Bugün bu ülkede yaşanan her şey yandaş medya tarafından çok farklı ve bireysel suçlar, çürük elmalar olarak lanse ediliyor. Böylece yaratılan gerçekliğin ve çözümünün de ne olduğunu halka göstermemek için mücadele ediliyor. Çetenin kurucusu olduğu bilenen doktorun geçmişi konuşularak, daha önce dahil olduğu politik yapılar üzerinden karalama kampanyaları yapılarak, gerçekliği yok etmeye, çarpıtmaya çalışıyorlar.

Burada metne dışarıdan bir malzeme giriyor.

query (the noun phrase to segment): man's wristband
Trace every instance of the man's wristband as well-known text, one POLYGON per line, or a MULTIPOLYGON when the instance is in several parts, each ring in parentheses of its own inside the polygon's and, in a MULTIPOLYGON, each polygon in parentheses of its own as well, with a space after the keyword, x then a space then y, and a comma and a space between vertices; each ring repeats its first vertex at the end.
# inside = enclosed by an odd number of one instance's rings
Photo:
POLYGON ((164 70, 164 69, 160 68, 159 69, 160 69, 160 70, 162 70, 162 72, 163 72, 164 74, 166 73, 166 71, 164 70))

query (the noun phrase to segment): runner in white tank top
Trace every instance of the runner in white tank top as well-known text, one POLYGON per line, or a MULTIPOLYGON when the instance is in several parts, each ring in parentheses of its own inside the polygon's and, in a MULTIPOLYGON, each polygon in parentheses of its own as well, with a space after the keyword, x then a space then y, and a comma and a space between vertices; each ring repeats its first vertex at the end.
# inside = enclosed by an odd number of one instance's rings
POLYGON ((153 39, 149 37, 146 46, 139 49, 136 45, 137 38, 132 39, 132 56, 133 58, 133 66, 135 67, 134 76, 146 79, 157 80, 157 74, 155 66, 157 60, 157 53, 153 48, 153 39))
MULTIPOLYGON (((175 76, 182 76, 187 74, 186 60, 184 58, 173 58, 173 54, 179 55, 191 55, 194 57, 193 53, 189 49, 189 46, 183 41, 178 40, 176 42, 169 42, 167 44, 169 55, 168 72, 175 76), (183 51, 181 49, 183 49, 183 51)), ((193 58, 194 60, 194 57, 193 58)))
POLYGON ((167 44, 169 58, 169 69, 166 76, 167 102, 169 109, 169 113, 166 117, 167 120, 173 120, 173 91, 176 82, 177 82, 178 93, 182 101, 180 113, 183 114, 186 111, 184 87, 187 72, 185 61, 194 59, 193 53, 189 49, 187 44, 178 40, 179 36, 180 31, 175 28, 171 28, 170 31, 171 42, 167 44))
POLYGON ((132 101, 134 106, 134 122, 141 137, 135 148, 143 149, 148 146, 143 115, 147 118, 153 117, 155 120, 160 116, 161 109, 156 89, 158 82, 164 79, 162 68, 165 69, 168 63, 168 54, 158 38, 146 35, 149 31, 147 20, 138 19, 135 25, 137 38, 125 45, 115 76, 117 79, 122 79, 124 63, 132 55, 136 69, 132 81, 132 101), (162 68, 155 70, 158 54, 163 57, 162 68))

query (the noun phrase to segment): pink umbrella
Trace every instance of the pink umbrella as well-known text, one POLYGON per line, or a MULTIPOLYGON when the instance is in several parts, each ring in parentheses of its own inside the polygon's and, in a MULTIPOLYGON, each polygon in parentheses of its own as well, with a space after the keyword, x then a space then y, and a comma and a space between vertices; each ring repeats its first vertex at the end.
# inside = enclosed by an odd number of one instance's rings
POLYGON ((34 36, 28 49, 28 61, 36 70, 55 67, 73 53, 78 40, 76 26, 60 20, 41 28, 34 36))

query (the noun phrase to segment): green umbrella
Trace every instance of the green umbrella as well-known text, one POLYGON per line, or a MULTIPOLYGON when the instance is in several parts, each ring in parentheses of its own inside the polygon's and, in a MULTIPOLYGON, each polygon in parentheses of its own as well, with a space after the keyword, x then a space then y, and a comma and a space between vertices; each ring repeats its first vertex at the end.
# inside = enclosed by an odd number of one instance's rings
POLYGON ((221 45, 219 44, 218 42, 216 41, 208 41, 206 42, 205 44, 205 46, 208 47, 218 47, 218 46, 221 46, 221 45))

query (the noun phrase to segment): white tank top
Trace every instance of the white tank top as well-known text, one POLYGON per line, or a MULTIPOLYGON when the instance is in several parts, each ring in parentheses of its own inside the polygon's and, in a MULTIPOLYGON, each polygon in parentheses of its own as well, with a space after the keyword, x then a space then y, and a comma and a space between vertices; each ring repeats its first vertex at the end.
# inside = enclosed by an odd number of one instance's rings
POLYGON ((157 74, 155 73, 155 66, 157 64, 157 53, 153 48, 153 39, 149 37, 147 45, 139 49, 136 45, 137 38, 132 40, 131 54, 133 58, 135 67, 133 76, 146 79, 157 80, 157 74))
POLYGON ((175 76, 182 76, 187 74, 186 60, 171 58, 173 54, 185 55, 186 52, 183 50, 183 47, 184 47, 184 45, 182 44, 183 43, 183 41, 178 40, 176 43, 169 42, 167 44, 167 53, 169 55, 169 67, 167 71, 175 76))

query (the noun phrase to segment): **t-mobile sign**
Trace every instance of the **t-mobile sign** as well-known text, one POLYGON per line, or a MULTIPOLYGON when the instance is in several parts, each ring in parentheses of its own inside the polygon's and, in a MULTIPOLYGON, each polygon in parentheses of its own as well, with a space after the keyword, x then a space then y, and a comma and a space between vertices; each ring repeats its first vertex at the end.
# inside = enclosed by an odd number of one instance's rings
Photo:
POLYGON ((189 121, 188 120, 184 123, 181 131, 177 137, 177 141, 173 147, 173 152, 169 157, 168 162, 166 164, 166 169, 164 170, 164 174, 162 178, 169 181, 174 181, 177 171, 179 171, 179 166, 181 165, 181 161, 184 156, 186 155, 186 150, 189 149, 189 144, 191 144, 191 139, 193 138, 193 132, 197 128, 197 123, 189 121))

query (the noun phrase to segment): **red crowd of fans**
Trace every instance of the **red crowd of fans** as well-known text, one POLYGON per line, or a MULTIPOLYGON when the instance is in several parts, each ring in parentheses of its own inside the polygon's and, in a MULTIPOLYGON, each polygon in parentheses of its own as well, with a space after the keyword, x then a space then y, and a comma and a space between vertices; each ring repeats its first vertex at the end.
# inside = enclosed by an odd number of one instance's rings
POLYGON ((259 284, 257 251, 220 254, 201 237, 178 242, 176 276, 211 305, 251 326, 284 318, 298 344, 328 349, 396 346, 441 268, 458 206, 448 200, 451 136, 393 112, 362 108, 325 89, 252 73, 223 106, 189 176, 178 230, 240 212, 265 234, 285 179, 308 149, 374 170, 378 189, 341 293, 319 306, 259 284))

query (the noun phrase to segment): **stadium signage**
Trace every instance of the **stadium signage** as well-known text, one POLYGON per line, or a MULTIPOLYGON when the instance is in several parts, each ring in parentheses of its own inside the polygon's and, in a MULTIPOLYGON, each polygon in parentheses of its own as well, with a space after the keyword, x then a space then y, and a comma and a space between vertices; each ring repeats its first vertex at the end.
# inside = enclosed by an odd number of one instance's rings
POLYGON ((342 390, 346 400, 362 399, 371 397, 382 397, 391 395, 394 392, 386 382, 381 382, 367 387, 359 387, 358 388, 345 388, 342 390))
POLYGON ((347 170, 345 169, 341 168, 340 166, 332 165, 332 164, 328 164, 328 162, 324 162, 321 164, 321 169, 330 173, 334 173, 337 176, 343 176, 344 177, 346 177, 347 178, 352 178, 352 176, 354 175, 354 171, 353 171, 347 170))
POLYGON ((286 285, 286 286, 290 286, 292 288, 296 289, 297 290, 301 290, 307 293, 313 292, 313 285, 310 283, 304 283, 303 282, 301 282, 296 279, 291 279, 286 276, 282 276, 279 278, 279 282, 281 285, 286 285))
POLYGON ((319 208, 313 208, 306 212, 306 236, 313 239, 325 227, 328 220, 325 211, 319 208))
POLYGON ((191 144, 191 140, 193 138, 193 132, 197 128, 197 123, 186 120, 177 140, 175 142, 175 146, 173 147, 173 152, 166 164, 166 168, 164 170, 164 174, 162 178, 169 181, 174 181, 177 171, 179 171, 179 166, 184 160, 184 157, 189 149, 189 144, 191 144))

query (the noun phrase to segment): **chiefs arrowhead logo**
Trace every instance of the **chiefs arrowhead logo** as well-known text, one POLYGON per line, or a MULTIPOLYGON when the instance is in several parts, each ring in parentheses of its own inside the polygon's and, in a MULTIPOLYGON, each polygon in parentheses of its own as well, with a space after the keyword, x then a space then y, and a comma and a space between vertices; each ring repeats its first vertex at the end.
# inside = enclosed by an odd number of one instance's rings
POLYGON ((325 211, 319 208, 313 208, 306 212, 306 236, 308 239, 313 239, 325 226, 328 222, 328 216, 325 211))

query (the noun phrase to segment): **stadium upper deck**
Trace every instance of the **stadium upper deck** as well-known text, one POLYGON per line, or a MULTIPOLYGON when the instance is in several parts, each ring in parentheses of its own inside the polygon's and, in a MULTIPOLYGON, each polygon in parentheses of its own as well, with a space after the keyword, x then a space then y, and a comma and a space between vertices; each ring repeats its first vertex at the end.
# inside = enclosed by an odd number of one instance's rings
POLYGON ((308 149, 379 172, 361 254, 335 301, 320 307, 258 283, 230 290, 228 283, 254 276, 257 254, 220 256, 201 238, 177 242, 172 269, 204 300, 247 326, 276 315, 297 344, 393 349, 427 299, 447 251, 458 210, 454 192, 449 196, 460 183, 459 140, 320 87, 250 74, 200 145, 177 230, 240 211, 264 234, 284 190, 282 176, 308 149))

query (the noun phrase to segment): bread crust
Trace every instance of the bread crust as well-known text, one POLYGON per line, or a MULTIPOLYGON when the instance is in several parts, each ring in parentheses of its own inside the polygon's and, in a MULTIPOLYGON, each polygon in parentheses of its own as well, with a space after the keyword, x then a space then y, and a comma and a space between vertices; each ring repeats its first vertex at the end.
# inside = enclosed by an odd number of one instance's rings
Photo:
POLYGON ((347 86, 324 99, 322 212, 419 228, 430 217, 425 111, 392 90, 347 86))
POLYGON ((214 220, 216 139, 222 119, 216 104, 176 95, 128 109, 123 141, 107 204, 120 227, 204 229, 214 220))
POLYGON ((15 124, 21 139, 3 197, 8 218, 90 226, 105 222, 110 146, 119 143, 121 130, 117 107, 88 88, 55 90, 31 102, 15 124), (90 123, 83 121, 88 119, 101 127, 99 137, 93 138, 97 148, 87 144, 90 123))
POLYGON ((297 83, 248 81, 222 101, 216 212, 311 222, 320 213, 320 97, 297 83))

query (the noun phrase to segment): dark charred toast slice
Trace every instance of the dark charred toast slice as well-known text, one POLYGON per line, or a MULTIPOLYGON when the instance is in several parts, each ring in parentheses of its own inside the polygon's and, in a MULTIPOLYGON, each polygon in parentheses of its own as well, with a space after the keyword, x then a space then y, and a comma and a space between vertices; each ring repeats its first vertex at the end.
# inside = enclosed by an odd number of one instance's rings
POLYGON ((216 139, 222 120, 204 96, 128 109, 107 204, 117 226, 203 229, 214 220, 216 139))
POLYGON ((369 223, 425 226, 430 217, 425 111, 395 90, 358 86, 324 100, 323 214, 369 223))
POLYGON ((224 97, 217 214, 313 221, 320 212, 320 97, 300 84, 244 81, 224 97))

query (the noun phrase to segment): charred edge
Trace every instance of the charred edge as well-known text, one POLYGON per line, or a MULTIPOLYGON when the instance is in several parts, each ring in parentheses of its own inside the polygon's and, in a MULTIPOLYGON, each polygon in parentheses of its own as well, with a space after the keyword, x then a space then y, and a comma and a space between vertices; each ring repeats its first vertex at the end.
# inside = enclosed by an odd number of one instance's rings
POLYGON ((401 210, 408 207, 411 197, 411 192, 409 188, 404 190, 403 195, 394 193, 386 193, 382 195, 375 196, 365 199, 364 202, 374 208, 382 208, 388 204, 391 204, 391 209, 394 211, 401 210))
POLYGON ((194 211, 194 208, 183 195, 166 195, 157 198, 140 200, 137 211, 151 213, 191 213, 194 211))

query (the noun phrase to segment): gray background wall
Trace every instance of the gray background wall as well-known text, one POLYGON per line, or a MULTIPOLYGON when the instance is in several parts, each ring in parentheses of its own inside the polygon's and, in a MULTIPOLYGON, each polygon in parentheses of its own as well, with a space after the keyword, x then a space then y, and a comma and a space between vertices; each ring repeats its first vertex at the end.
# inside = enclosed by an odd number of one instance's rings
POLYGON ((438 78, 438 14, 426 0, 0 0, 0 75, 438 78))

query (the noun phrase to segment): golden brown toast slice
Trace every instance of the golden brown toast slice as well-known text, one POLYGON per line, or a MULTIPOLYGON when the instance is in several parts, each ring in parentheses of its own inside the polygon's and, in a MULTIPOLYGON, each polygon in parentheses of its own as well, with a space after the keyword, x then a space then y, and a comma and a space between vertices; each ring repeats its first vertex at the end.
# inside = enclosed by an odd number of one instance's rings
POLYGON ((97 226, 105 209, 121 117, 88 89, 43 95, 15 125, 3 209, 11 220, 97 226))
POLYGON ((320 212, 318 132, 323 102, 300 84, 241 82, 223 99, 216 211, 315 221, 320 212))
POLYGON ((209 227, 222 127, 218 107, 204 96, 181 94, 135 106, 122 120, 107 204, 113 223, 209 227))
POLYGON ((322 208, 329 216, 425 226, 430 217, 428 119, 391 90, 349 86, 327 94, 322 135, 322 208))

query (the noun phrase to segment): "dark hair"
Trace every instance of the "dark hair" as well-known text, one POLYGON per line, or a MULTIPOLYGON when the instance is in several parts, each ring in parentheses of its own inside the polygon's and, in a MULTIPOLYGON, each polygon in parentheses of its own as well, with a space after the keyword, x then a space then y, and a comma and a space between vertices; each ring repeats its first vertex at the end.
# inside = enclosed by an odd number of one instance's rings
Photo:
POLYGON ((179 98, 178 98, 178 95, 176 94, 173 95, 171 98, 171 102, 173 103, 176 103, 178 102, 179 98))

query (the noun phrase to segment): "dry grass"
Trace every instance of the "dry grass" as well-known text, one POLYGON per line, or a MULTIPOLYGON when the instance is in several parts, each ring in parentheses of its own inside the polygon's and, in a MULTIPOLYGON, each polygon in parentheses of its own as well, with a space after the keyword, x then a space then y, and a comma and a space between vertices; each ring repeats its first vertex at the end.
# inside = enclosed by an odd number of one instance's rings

Her yer de durumu magazin konusu haline getirterek içini boşaltıyorlar. Onlarca bebeğin katledildiği bir sağlık sisteminde medya suçlu olarak sadece ve sadece bir kaç kişiyi gösteriyor. Bu doğru değildir bugün bu sistemin gerçekliği, aslında çete olarak nitelendirmek bile sistemin yarattığı gerçekliği yok saymak anlamına geliyor. Onun için çete olarak nitelendirilen yapılar, aslında sistemin ta kendisidir.
Ortada bir çete ve çeteler, sistemin yarattığı kar ve rant politikalarından faydalanan sistemin yarattığı gruplar vardır.
Çete diyerek onların kendilerinden olmadığını söylemeye çalışanlar bilsin ki biz gerçeği biliyoruz. Bebeklerimizi katleden çeteler değil sizin yarattığınız ucube sağlık sisteminin ta kendisidir. Bugün bebekler üzerinden ortaya çıkan gerçekliğiniz, sağlık sisteminden tutunda hukuk sisteminize, inşa ettiğiniz tüm sistemlerde aynı durum söz konusu ve ortadadır. Bunlara vereceğimiz o kadar çok örnek var ki hangisini yazsak, bir diğeri eksik kalır. Özelleştirme adı altında bir grup asalağı zenginleştirme politikalarınız her geçen gün tüm gerçekleri ile ortaya çıkıyor.
Bilin ki artık mızraklarınız taşıdığınız çuvallara sığmıyor.